Movement bigwigs deny knowing of threats to Capuozzo

Redazione Ansa

(ANSA) - Naples, January 12 - The anti-establishment 5-Star Movement (M5S) mayor of Quarto near Naples, Rosa Capuozzo, said Tuesday she was not quitting even after her party expelled her over alleged blackmail by a former M5S member linked to the local Camorra mafia. The statement came shortly before Capuozzo was heard by Naples prosecutors as a witness in the Mafia infiltration case.
    Capuozzo is resisting calls from all sides - including invitations from M5S leaders Beppe Grillo and Gianroberto Casaleggio - to step down. The M5S recently ejected former Quarto city councillor Giovanni De Robbio after he was placed under investigation on suspicion of taking Camorra votes in exchange for a public works project.
    The top ranks of the M5S knew Capuozzo was being blackmailed by an M5S member but they kept it quiet, Democratic Party (PD) Senator Franco Mirabelli said Tuesday. "Grillo and Casaleggio expelled Capuozzo...and we will ask she be heard by the parliamentary anti-Mafia commission," said Mirabelli, who is the PD caucus leader on that commission. "We need to know the truth because you can't get away with it just by expelling people," he said. "National M5S executives are clearly involved... Both (Luigi) Di Maio and (Roberto) Fico knew about this issue since November, as is made clear in the wiretaps," he said. "But none of them reported it to police". M5S bigwigs earlier on Tuesday denied knowing about the goings-on in Quarto. Fico, chair of the parliamentary oversight commission on RAI State TV, said neither he nor Lower House Deputy Speaker Luigi Di Maio "ever knew about any blackmail, threat or trade-off via threats to obtain something". On Monday, police released a wiretapped December 16 conversation between Capuozzo and M5S caucus leader Alessandro Nicolais, in which the embattled mayor said she will quit before "ending up in prison for someone else". "I can't take it anymore," Capuozzo is heard telling Nicolais in tears. "I can take anything, but I won't end up in prison for someone else...I've been threatened over everything and anything".
    Nicolais reportedly replied: "Fico answered me 10 minutes ago, he wrote me: keep going and don't worry. I'll come as soon as I can".

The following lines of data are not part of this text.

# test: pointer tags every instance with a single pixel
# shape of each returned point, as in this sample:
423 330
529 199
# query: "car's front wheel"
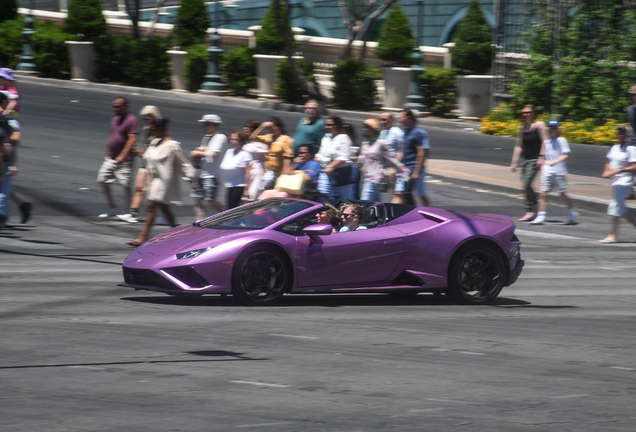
260 276
476 275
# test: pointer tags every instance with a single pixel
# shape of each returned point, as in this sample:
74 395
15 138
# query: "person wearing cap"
554 172
117 165
375 156
528 155
208 156
620 167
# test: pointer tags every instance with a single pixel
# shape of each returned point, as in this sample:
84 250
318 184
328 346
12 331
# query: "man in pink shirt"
117 165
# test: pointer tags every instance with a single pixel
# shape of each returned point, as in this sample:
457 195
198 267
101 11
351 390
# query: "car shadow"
323 300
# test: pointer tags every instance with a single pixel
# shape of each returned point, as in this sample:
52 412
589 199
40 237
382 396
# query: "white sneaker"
108 213
539 220
573 216
127 218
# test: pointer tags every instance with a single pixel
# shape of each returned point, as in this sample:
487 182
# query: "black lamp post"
415 101
27 61
212 80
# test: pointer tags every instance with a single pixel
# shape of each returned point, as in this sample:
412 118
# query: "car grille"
147 278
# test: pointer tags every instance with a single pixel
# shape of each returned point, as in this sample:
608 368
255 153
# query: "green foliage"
8 10
396 40
268 39
286 86
192 23
439 89
132 61
50 51
196 66
85 19
355 86
473 51
239 70
11 46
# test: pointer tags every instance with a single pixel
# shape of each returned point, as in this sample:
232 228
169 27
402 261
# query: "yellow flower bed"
583 132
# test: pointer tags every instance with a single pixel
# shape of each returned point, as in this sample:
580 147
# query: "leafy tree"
192 23
8 10
396 40
473 51
85 18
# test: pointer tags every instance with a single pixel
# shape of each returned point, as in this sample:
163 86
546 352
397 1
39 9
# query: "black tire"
260 276
476 275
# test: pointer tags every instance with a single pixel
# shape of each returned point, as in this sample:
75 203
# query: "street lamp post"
212 81
415 101
27 61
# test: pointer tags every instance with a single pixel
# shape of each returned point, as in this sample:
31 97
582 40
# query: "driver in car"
351 217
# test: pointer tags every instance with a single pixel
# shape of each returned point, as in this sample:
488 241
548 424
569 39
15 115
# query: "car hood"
187 238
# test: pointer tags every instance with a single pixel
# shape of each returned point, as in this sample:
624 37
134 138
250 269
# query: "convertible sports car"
260 251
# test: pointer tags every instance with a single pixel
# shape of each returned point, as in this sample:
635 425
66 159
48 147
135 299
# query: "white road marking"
569 396
260 384
294 336
264 424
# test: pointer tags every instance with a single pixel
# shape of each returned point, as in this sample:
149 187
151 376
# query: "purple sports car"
260 251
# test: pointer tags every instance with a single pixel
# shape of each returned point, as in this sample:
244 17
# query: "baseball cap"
373 124
211 118
8 95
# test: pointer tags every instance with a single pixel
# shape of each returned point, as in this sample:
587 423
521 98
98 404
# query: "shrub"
355 86
8 10
196 66
239 70
50 51
268 38
11 46
85 19
473 51
396 40
439 89
286 86
192 23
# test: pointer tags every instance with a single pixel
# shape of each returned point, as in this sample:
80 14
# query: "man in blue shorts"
416 151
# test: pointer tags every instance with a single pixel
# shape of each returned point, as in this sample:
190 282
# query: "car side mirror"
317 230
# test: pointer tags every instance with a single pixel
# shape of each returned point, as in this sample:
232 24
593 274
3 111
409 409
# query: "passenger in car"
351 217
329 216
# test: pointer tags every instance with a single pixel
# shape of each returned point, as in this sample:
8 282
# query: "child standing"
554 172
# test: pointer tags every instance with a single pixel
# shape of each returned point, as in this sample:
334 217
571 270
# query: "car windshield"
254 216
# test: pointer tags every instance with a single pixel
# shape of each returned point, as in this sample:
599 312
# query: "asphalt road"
78 353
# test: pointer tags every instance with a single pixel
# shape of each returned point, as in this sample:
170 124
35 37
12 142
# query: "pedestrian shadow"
324 300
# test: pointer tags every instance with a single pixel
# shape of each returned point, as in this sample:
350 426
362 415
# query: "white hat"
211 118
9 95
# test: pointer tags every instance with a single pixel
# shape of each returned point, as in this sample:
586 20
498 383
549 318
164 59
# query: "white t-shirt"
621 157
210 165
554 149
233 167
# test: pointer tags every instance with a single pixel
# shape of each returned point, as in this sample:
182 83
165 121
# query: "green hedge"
439 89
355 86
286 86
239 70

    Police searched the town council offices as well Capuozzo and Nicolais' homes following the wiretaps, which investigators say contradict the mayor's previous statements that she hadn't been subject to blackmail. The anti-euro M5S prides itself on being an outsider to what it says is the corrupt, conniving political system in Italy, where it is currently the second-largest party after Premier Matteo Renzi's Democratic Party (PD).